In LTE Release 8/9 (R8/9) of a Long Term Evolution Advanced (LTE-Advanced) system, in order to measure quality of a channel and demodulate a received data symbol, a Common Reference Signal (CRS) is designed. User Equipment (UE) may measure the channel according to the CRS to determine to perform cell reselection and handover to a target cell. In addition, the quality of the channel may be measured in a connected state of the UE, and when the level of interference is relatively high, a connection may be disconnected at the physical layer through high-layer related radio link connection failure signalling. In LTE R10, in order to further increase an average spectrum utilization rate of a cell and an edge spectrum utilization rate of the cell as well as throughput of each UE, two reference signals are defined respectively: a Channel State Information Reference Signal (CSI-RS) and a Demodulation Reference Signal (DMRS). The CSI-RS is used for channel measurement, and by the measurement of the CSI-RS, a Precoding Matrix Indicator (PMI), a Channel Quality Indicator (COI) and a Rank Indicator (RI), which are required to be fed back to an evolved NodeB (eNB) by the UE, may be calculated. The DMRS may enable the UE to transparently receive downlink data without knowing a precoding weight applied at an eNB side, so that a load of a Physical Downlink Control Channel (PDCCH) may be reduced, and in addition, limitations of a codebook to the weight can be reduced. In addition, dynamic and transparent switching between Single User-Multiple Input Multiple Output (SU-MIMO) and Multiple User-Multiple Input Multiple Output (MU-MIMO) is supported by the DMRS, and DMRS-based interference estimation is supported, so that interference cancellation performance of a receiving side can be greatly improved.

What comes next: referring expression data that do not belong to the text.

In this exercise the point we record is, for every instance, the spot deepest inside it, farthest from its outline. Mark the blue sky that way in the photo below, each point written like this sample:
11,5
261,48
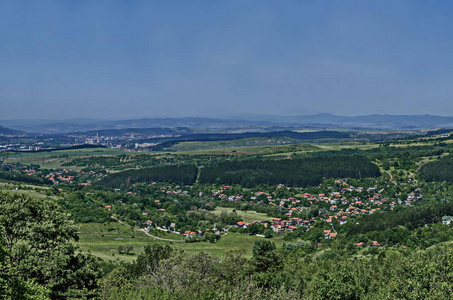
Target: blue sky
133,59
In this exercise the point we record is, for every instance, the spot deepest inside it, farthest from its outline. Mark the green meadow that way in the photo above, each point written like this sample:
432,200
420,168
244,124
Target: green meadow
103,241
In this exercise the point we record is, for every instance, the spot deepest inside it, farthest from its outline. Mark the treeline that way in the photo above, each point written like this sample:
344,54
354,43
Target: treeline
170,141
184,174
440,170
294,172
162,272
24,178
410,217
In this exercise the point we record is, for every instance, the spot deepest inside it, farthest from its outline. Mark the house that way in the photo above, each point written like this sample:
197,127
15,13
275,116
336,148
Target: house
242,224
447,220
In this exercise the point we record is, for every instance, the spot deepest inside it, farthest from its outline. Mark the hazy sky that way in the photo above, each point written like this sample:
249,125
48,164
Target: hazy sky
129,59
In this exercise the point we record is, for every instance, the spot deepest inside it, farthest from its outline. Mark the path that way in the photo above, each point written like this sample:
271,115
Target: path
146,232
158,238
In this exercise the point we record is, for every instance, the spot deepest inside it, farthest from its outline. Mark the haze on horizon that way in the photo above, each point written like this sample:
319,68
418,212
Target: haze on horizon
135,59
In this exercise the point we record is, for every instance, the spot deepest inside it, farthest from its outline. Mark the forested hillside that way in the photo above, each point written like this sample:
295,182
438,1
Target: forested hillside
294,172
440,170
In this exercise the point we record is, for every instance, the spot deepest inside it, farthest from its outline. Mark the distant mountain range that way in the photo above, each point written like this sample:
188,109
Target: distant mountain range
9,131
249,122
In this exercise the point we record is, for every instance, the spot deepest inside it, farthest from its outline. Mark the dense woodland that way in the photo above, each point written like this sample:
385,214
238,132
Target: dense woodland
401,251
440,170
294,172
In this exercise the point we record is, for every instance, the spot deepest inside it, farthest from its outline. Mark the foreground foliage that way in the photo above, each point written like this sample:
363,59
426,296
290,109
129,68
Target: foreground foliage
38,256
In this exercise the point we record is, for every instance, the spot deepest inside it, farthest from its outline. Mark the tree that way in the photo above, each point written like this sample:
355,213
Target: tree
38,241
264,256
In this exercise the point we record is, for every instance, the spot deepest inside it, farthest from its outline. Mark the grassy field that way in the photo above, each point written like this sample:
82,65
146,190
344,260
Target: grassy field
247,216
103,240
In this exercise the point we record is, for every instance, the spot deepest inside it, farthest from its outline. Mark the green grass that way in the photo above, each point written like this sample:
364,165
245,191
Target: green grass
247,216
103,240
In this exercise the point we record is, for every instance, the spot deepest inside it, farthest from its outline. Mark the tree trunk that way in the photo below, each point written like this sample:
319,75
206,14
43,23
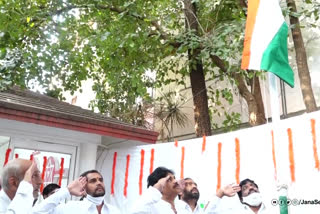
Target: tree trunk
253,99
302,63
197,78
256,92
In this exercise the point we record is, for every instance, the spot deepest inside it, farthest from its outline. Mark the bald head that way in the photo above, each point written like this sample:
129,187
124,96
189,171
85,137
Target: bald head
14,169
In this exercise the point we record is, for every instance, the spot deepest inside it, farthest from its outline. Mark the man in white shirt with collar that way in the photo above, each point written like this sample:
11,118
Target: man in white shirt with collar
19,178
251,198
93,203
160,196
190,195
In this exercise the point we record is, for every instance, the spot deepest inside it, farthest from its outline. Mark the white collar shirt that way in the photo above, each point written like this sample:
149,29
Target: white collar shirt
183,207
151,203
21,203
53,205
262,210
217,208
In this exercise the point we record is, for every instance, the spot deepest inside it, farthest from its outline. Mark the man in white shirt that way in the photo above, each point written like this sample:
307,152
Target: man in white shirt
190,195
251,198
250,201
160,196
19,177
94,203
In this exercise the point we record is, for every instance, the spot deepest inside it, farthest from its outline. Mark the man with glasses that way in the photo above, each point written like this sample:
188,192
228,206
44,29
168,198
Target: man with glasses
20,178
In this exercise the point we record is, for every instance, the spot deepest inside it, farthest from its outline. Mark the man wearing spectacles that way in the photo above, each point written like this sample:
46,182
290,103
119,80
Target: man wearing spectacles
19,179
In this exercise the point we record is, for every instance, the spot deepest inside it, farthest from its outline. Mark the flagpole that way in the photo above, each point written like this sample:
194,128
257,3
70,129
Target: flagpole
280,146
274,101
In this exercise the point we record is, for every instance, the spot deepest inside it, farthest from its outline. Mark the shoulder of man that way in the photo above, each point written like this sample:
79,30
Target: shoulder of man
112,209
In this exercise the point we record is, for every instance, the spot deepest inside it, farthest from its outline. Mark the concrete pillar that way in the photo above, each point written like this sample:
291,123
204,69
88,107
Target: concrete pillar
88,156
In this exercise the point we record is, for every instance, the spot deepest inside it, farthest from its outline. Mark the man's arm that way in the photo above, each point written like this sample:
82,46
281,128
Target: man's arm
214,204
23,199
51,205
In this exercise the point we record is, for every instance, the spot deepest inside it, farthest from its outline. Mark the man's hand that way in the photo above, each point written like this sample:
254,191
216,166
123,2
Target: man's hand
229,190
161,183
182,183
29,173
77,187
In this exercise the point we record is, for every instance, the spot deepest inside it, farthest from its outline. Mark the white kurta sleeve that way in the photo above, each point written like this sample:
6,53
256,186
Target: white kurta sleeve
212,206
144,204
51,205
22,201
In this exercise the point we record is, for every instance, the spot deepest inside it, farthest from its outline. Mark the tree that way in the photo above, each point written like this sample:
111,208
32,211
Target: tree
117,43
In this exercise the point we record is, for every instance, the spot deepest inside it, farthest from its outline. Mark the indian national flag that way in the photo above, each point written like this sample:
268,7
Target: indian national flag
265,43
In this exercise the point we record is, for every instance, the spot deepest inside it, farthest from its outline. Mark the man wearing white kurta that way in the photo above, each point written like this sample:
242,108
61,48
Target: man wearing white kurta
18,179
250,201
160,196
94,203
189,197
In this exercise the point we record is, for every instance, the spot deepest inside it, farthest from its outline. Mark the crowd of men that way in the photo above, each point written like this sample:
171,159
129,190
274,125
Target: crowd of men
21,181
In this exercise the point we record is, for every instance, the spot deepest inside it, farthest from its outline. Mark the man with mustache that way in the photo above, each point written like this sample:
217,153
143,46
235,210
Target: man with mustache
93,203
20,178
251,198
189,197
160,196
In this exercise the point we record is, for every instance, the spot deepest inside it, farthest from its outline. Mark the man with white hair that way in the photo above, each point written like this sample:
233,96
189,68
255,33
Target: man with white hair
17,180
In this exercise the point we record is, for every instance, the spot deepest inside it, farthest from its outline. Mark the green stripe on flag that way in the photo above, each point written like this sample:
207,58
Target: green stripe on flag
275,57
283,205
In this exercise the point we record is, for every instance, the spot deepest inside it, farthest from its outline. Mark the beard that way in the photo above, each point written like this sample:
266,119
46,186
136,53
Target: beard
98,192
188,195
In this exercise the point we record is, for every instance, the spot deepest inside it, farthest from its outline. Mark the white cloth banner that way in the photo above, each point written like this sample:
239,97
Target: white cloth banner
247,153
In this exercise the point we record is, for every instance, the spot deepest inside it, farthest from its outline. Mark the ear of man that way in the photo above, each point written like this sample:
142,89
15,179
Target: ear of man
13,183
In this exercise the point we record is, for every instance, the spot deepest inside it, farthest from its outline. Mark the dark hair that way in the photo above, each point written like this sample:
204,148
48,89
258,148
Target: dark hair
89,172
49,188
244,182
157,174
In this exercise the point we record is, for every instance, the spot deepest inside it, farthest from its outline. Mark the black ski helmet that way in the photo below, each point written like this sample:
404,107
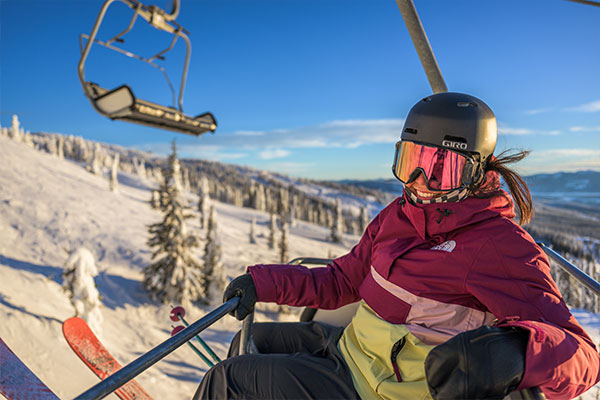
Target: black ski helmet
455,121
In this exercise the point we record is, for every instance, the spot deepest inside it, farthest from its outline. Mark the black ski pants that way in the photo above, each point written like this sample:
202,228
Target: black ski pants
297,360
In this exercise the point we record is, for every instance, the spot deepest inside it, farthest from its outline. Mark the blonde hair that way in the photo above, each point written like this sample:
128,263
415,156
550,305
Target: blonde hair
516,185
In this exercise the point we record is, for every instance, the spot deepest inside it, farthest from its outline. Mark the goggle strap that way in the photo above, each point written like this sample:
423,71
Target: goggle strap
451,197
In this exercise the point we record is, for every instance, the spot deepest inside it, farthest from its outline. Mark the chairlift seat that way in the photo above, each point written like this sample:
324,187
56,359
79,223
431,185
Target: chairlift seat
121,104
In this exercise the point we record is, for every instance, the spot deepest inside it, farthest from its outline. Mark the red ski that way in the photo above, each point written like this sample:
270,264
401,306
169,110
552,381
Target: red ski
19,382
88,347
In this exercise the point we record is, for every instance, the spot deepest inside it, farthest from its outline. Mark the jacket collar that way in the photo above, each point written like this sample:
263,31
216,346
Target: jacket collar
435,219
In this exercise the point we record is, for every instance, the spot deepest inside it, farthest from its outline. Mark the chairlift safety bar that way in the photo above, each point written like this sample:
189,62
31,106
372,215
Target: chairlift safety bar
145,361
572,270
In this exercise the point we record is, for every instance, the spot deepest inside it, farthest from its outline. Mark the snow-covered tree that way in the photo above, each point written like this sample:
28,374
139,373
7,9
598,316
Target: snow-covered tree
204,201
15,130
140,167
114,172
363,219
175,276
338,222
155,200
284,241
272,228
60,147
95,162
214,279
78,281
252,237
260,201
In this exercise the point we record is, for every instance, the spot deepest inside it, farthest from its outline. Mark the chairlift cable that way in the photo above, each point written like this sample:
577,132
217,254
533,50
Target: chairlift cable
588,2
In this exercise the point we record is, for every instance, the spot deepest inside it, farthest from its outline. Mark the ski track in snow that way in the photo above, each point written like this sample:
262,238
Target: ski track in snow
48,205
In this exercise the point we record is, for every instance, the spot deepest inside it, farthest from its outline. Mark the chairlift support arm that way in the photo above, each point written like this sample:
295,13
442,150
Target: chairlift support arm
157,18
422,45
120,103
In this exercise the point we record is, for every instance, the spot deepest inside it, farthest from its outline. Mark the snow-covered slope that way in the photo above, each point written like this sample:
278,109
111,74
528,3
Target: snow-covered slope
48,205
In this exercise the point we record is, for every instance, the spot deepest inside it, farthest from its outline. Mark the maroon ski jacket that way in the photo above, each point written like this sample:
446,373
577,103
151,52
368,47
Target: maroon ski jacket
442,269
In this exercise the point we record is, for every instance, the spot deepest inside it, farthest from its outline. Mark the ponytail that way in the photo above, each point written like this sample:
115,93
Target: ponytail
516,185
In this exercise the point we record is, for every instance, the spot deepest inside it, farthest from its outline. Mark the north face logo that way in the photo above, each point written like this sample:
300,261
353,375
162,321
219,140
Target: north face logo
446,246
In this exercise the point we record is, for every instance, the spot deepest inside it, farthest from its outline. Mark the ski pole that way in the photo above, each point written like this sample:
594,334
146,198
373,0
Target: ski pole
145,361
202,342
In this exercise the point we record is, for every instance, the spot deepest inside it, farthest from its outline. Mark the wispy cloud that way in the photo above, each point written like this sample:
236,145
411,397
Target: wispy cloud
273,153
507,130
538,111
292,168
593,106
555,160
249,133
339,133
585,129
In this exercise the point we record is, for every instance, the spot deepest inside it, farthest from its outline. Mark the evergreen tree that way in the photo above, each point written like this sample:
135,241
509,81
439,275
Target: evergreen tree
253,230
337,225
272,228
175,276
114,171
213,273
78,281
364,219
284,242
204,201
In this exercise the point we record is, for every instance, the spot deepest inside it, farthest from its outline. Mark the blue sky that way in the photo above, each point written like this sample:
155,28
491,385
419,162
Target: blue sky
315,88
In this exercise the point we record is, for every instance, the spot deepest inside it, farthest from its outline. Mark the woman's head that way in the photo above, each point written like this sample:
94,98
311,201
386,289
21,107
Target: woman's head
447,147
448,138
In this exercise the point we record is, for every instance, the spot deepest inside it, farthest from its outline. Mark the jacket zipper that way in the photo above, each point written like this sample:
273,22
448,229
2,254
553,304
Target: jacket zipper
395,351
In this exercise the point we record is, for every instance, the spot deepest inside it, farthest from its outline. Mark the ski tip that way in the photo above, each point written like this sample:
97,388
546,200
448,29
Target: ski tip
177,313
177,329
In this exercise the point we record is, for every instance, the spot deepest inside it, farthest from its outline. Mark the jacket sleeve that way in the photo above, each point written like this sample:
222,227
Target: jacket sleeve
327,287
511,277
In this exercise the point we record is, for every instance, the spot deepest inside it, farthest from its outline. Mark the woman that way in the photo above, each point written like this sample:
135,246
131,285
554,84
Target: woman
456,299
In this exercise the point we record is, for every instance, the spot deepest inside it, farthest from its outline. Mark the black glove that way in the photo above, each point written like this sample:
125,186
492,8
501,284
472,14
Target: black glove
487,362
243,287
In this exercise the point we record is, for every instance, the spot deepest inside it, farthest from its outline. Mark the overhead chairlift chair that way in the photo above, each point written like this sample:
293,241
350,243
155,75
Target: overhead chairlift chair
120,103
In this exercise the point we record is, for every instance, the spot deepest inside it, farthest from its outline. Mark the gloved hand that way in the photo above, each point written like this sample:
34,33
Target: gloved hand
243,287
487,362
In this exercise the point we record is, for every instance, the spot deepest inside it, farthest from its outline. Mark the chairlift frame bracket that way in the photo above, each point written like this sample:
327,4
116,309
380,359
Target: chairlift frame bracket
121,103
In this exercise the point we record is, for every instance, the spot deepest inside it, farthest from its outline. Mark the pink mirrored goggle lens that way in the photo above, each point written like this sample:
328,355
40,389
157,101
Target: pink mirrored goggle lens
443,169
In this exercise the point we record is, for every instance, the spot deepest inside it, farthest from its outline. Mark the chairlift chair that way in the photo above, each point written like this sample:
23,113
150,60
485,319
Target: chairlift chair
120,103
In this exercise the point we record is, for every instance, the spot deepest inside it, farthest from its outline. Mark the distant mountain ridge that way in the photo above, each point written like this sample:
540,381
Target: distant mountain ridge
559,182
581,181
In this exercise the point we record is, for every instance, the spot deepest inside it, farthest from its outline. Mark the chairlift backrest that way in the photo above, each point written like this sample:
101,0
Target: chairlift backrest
120,103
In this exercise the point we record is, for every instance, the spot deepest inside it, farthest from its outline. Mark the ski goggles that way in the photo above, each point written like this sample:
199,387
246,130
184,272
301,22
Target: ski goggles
443,169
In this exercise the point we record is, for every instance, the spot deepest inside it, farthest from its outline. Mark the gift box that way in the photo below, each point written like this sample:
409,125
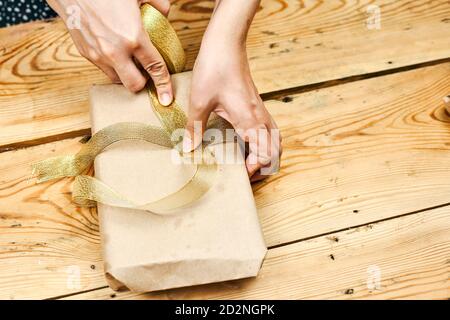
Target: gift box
215,238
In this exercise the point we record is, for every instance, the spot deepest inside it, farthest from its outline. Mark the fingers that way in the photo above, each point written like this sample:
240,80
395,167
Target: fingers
153,63
162,6
130,75
198,116
264,142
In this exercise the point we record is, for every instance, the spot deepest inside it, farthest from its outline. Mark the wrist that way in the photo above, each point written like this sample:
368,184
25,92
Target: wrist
230,22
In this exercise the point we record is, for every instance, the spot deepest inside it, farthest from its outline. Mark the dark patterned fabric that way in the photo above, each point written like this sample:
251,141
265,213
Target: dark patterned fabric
19,11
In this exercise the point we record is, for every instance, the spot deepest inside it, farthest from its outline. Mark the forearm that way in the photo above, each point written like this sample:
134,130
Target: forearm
231,21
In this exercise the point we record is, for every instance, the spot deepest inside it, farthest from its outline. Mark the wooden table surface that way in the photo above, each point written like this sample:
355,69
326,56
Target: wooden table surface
364,186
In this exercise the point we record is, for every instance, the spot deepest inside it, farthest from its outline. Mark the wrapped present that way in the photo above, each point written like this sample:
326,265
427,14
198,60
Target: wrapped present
215,238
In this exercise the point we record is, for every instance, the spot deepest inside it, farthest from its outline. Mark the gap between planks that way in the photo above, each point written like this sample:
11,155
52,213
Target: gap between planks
407,256
273,95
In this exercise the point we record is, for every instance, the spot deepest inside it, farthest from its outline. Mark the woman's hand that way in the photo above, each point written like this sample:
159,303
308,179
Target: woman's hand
222,83
110,34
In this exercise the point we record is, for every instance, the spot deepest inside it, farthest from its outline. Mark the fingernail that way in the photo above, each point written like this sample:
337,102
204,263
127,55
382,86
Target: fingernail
166,99
187,144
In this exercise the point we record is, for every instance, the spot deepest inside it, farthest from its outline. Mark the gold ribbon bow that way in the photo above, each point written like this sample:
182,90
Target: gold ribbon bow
88,190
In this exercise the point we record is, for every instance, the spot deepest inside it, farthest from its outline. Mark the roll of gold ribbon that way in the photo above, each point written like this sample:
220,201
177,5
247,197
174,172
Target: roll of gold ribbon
88,190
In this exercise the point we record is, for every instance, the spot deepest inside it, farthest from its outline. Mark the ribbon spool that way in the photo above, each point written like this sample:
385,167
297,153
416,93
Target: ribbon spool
87,191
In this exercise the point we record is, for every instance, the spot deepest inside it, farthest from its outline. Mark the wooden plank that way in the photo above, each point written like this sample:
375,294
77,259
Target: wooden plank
404,258
353,154
44,82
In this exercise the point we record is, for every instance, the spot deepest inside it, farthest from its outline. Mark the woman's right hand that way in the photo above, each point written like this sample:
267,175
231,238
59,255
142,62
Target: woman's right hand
110,34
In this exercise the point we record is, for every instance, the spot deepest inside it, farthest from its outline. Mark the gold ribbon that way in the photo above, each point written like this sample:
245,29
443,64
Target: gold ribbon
88,190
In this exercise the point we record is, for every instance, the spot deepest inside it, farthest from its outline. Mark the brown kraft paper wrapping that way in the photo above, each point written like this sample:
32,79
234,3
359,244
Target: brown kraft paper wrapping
216,238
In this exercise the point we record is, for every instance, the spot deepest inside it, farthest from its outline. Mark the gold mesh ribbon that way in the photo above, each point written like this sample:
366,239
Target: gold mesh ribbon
88,190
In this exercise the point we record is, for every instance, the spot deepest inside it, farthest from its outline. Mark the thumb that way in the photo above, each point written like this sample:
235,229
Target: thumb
195,127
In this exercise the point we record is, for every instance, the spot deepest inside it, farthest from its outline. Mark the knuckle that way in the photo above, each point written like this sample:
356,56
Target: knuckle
109,53
131,42
165,8
136,85
157,69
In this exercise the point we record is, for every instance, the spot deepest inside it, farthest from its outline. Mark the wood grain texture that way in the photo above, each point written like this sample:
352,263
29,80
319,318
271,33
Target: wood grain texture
353,154
409,255
44,81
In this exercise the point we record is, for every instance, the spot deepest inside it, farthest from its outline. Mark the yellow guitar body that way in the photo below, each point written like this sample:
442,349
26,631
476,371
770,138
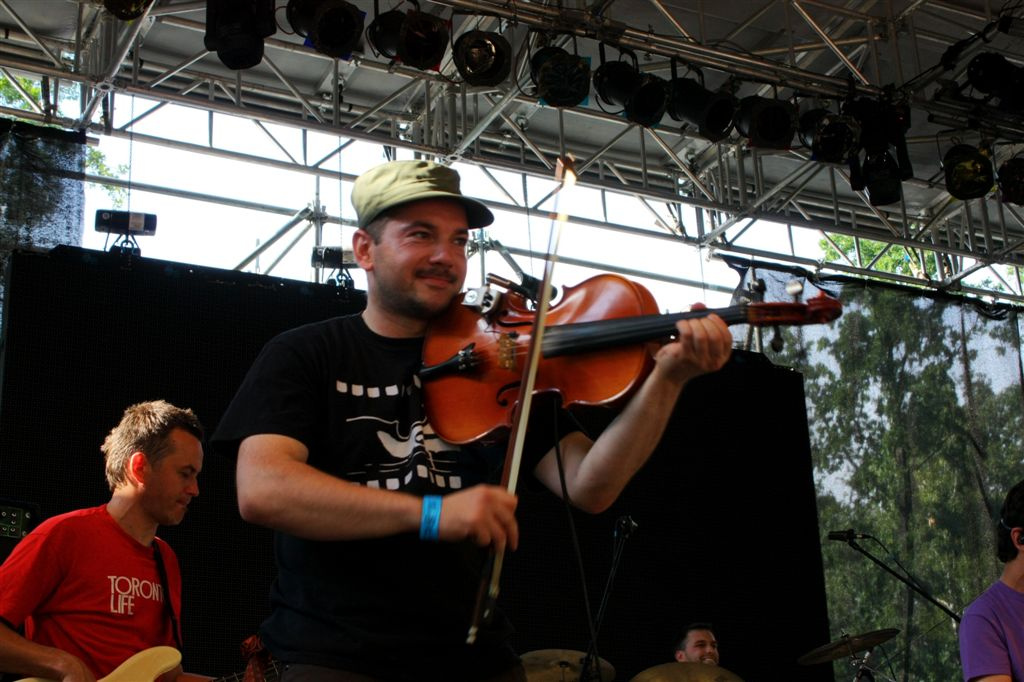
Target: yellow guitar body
143,667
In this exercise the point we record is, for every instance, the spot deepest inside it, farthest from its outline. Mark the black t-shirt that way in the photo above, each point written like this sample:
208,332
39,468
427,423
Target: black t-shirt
393,607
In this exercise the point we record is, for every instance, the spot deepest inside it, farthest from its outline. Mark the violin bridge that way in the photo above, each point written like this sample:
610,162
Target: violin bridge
506,351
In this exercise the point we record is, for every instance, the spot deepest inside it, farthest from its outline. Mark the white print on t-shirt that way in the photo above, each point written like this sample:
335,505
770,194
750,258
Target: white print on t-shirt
124,590
420,454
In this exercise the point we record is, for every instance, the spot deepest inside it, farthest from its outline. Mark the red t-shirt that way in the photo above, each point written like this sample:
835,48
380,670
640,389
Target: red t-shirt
81,584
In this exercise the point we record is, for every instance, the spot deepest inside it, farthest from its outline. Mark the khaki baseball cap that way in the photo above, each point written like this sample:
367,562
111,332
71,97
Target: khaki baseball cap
399,182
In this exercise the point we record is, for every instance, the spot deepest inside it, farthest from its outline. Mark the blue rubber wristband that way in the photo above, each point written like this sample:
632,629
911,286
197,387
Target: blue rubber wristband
430,520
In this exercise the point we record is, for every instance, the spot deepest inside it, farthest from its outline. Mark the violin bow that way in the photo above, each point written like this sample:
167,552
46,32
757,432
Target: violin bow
489,585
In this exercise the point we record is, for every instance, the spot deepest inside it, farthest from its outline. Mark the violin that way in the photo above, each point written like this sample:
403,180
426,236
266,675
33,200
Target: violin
596,348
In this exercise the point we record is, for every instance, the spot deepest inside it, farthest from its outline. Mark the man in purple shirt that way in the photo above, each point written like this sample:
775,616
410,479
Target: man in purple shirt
991,635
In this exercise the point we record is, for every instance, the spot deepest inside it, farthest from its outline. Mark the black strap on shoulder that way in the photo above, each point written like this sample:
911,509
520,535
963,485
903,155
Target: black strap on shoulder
168,601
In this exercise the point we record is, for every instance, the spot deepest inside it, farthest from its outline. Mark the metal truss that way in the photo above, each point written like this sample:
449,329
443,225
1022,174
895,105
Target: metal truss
711,196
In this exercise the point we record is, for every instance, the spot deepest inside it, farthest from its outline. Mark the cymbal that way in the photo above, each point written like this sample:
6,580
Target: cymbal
847,645
560,666
686,672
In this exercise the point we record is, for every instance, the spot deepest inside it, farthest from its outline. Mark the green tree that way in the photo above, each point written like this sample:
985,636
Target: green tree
914,411
95,161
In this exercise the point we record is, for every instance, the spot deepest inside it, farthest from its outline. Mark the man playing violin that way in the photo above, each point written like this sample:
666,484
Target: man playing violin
382,527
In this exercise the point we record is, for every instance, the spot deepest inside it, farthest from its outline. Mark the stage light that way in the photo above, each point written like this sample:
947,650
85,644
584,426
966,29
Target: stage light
990,73
236,29
614,82
711,112
384,33
1012,180
648,101
882,177
482,57
126,10
417,39
834,138
969,172
767,123
561,79
332,27
642,96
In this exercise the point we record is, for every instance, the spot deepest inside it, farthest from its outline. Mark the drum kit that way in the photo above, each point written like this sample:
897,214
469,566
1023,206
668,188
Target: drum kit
567,665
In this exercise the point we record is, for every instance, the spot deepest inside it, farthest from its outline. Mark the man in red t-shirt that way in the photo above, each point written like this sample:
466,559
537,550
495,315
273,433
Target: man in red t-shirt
90,588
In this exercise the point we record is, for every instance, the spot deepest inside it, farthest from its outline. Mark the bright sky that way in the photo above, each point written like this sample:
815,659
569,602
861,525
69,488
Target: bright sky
207,233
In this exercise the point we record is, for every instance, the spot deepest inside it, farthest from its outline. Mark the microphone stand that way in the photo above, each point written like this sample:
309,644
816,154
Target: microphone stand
909,582
591,669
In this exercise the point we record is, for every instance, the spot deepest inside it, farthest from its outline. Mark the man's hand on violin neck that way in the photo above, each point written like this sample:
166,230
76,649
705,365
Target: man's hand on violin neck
484,514
702,345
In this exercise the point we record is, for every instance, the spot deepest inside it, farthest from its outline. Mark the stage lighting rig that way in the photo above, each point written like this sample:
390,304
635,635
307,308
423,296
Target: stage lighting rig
691,102
331,27
127,10
561,79
968,171
642,96
766,123
339,261
236,29
482,57
415,38
833,138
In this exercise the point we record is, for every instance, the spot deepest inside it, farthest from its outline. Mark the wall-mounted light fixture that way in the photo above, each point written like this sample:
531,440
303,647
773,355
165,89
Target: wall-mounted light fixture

In later R11, a New Carrier Type (NCT) is introduced. The introduced NCT mainly adopts an enhanced Physical Downlink Control Channel (ePDCCH) for the sending of a control channel, so that there is no compatible carrier control channel area as defined in R10. During original designing of a reference signal, the first four Orthogonal Frequency Division Multiplexing (OFDM) symbols are mainly considered to be used for a control channel area, and the first four OFDM symbols are unsuitable to carry various reference signals (except a CRS for demodulating a PDCCH). For DMRS enhancement, demodulation performance of a DMRS may be influenced by the limitations of a control channel during designing, but preliminary simulation shows that the performance of the DMRS is just slightly influenced, so that necessity in DMRS enhancement needs to be further researched. In a later discussion period of R11, in subjects under discussion about Coordinate Multiple Point Transmission (CoMP) and a heterogeneous network, it is necessary to provide more multiplexing factors for a CSI-RS to ensure orthogonality of the CSI-RS as much as possible under the deployment of special Transmission Points (TP) such as the heterogeneous network and a small cell. In addition, conventional CSI-RS resources are obviously insufficient due to the problems that a part of CSI-RS are required to be dedicated to interference measurement of Interference Measure Resources (IMR), and that different IMRs may be configured to different terminals and the like. Therefore, in discussion about evolution situations of gradual replacement of a compatible carrier with an NCT in early and later NCT periods, it is definitely necessary to design a CSI-RS pattern with a large multiplexing factor.
For the problem of a lack of a CSI-RS pattern with a large multiplexing factor in evolution situations of gradual replacement of a compatible carrier with an NCT and the like in a related technology, there is yet no effective solution.